UAW stepping into new role with automakers


The UAW is moving from a confrontational role to a
collaborator.

DETROIT FREE PRESS

DETROIT — The UAW, traditionally a mighty force in the struggle of Labor against Capital, could be on the brink of a new role: the U.S. automakers’ biggest stockholder.

New four-year labor agreements UAW members ratified with the Detroit automakers shift retiree health-care costs to an independent trust under the auspices of the union, which could take control of hundreds of millions of shares of General Motors Corp. and Ford Motor Co. The fact that the UAW could virtually be holding almost one-sixth of the equity in the nation’s two biggest automakers could drive profound changes in the way the union thinks and acts, experts say.

“Equity as part of the VEBA does bring the UAW membership into being an investor group,” said David Cole, chairman of the Center for Automotive Research in Ann Arbor, Mich.

“What we are witnessing is the transformation from a confrontational way of working to one of collaboration, which is absolutely necessary.”

On Nov. 14, the UAW’s Ford members ratified the labor agreement with the Dearborn, Mich., automaker, joining their colleagues at GM and Chrysler LLC who had finalized similar contracts.

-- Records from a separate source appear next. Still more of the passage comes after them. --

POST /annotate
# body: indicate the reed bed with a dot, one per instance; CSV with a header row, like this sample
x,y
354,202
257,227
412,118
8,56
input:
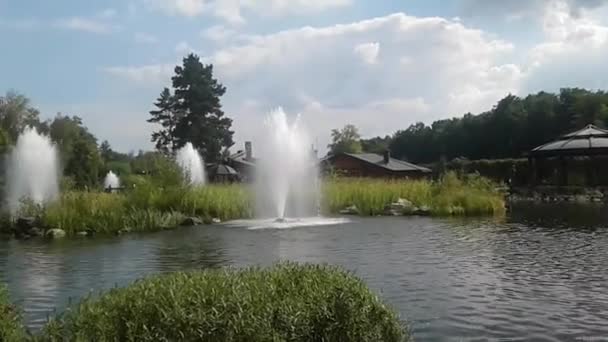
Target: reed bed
x,y
147,206
287,302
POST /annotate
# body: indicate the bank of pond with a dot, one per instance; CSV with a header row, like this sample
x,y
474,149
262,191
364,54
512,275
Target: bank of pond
x,y
149,206
286,302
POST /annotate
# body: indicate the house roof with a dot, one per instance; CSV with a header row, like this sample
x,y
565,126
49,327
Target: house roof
x,y
589,140
393,164
240,157
223,169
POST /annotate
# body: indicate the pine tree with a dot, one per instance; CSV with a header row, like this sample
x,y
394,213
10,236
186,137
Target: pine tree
x,y
197,97
167,117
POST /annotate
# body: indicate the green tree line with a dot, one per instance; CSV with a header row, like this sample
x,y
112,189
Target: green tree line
x,y
512,127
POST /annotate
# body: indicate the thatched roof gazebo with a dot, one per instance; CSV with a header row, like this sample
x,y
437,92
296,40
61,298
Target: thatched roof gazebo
x,y
590,142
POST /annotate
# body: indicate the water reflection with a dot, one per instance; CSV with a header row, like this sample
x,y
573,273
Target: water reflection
x,y
520,277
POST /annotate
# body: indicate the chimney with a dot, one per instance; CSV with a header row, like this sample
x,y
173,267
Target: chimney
x,y
387,156
248,151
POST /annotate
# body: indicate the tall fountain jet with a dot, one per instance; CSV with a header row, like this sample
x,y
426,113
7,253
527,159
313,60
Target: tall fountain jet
x,y
191,163
287,174
111,181
33,170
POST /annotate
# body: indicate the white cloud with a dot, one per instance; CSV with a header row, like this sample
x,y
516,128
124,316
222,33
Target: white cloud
x,y
148,75
217,33
145,38
186,8
183,48
86,25
107,13
573,53
368,52
431,68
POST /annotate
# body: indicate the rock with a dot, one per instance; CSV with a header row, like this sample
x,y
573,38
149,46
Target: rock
x,y
25,223
55,233
192,221
400,207
351,210
35,232
424,210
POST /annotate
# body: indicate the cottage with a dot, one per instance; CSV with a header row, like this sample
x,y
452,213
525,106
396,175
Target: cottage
x,y
372,165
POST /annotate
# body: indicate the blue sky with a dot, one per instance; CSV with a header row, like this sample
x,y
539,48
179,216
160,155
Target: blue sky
x,y
380,65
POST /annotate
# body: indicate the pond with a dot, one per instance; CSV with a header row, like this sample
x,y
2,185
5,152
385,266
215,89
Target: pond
x,y
533,276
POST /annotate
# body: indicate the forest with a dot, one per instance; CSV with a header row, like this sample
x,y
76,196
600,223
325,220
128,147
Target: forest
x,y
512,127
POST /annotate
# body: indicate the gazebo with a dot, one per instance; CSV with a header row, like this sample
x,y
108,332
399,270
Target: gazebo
x,y
588,145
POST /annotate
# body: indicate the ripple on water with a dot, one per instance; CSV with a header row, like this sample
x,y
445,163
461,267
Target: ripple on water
x,y
452,280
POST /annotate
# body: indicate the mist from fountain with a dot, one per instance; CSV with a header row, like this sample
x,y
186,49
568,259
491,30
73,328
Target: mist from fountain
x,y
192,165
287,178
33,170
111,181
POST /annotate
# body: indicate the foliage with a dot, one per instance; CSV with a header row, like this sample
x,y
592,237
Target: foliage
x,y
167,116
288,302
11,328
78,148
193,113
451,195
16,114
345,140
514,126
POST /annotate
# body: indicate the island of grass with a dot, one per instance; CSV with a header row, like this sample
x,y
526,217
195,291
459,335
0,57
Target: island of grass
x,y
286,302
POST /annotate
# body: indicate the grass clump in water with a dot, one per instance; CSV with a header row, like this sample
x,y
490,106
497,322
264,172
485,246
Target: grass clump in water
x,y
450,195
11,328
287,302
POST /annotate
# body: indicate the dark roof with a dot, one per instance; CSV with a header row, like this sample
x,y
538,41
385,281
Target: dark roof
x,y
393,164
223,169
240,157
589,140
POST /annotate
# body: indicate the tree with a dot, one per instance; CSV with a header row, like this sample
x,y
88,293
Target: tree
x,y
16,114
167,116
78,150
193,113
346,140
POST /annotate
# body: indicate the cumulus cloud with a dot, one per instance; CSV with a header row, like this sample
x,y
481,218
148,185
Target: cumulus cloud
x,y
145,38
573,53
186,8
86,25
429,68
368,52
217,33
519,8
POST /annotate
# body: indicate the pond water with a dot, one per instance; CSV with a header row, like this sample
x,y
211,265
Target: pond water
x,y
541,274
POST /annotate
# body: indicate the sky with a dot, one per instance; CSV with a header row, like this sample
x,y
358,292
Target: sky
x,y
380,65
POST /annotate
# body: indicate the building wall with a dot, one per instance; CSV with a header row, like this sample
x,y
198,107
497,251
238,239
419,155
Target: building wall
x,y
353,167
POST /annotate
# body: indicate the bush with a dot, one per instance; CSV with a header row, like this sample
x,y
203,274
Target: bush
x,y
11,328
287,302
450,195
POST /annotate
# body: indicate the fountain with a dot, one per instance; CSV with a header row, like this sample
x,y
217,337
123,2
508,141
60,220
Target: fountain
x,y
111,181
287,178
33,170
191,163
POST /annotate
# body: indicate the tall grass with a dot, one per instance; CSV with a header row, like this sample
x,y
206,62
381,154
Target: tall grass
x,y
288,302
11,328
450,195
148,206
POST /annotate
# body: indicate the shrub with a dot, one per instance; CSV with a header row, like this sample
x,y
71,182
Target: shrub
x,y
287,302
11,328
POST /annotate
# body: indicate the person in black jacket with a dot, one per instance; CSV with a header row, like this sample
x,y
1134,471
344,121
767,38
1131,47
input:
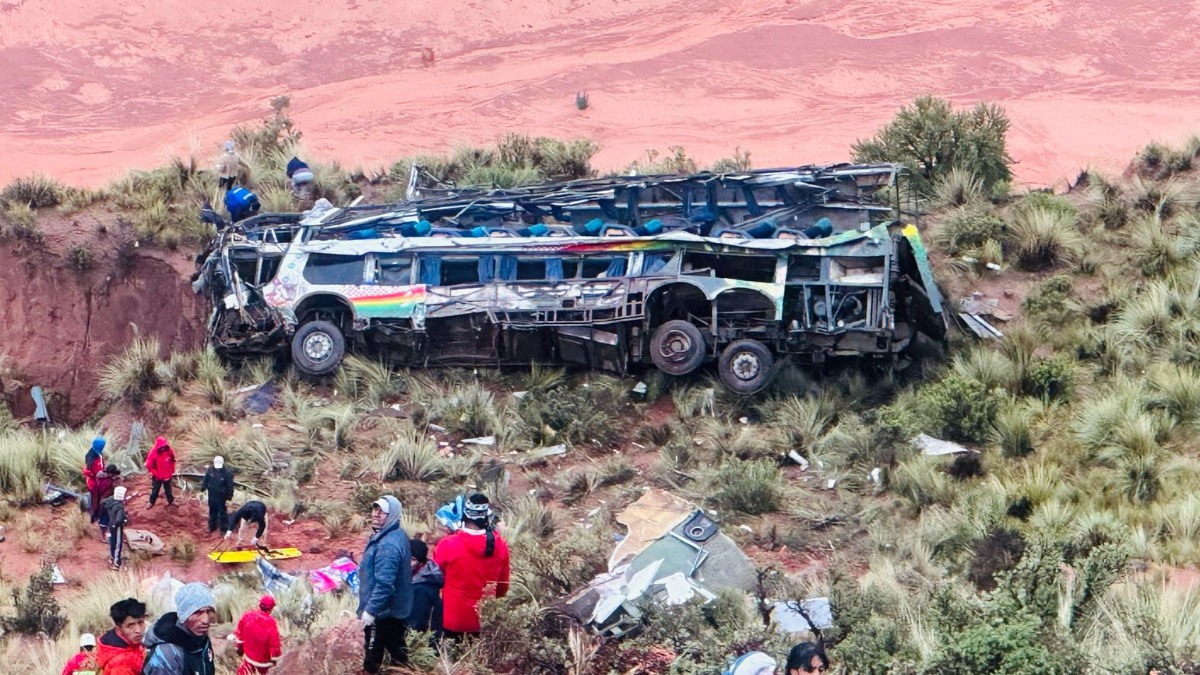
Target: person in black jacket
x,y
117,523
427,581
219,483
250,512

Along with allowing the automakers to hire some new employees at a much lower wage, a cornerstone of each of the agreements is the creation of an independent health-care trust called a voluntary employee beneficiary association, or VEBA. It will receive billions from each car company to pay for retiree health-care costs.

According to UAW figures, the three automakers will spend $56 billion to shed retiree health-care obligations, much of which comes in the form of cash.

GM and Ford also have pledged to the trusts so-called convertible debentures, which are bond-like financial instruments that can be exchanged for stock. It is these convertible securities — valued at $4.7 billion and $3.3 billion, respectively — that have the potential to make the VEBAs the largest shareholders in both publicly traded companies.

The trusts would convert the debentures to shares only if the stock prices rise above a certain level.

Newly private Chrysler partially paid for its VEBA with a warrant, or the right to buy stock, “with a potential equity upside value of $605 million,” according to UAW literature.

In all three cases, the companies are slated to pay interest on notes — Chrysler also issued a $1.2 billion debenture — to an independent trust set up to manage the money. It remains unclear whether it would be one large trust or three individual trusts.

With GM and Ford, the trust — or trusts — have the ability under certain circumstances to convert the notes into company stock. In doing so, the trust could own as much as 16 percent of GM’s stock and nearly 15 percent of Ford’s stock. There are limits, however, such as how many shares could be sold in a given year and to whom. The shares also must be voted in the same proportion as other shareholders vote.

Some UAW officials feared going into the negotiations over the creation of the health trust fund that union leaders could see their roles as investors and not as worker representatives.

“It’s a huge psychological change,” Cole said.

Gary Chaison, a professor of industrial relations at Clark University in Worcester, Mass., agrees that the UAW will play a new role with the automakers, but he cautions not to think of the union as a shareholder.

Because the companies’ stock will be held by an independent trust outside the direct control of the UAW, Chaison said he doesn’t believe the union will have the same kind of sway as a major stockholder. But he said he does think the union has new incentives and power to have a hand in directing the companies’ futures.

He noted that the UAW always has been a stakeholder in the automakers’ futures, but now “it’s a much closer link, I think, between the interests of the UAW and the prosperity of the automakers than there ever has been before.”

“They can no longer say: ‘That’s management’s responsibility, you make those decisions,’” Chaison said. “Now they are very much tied in with the health of their employers.”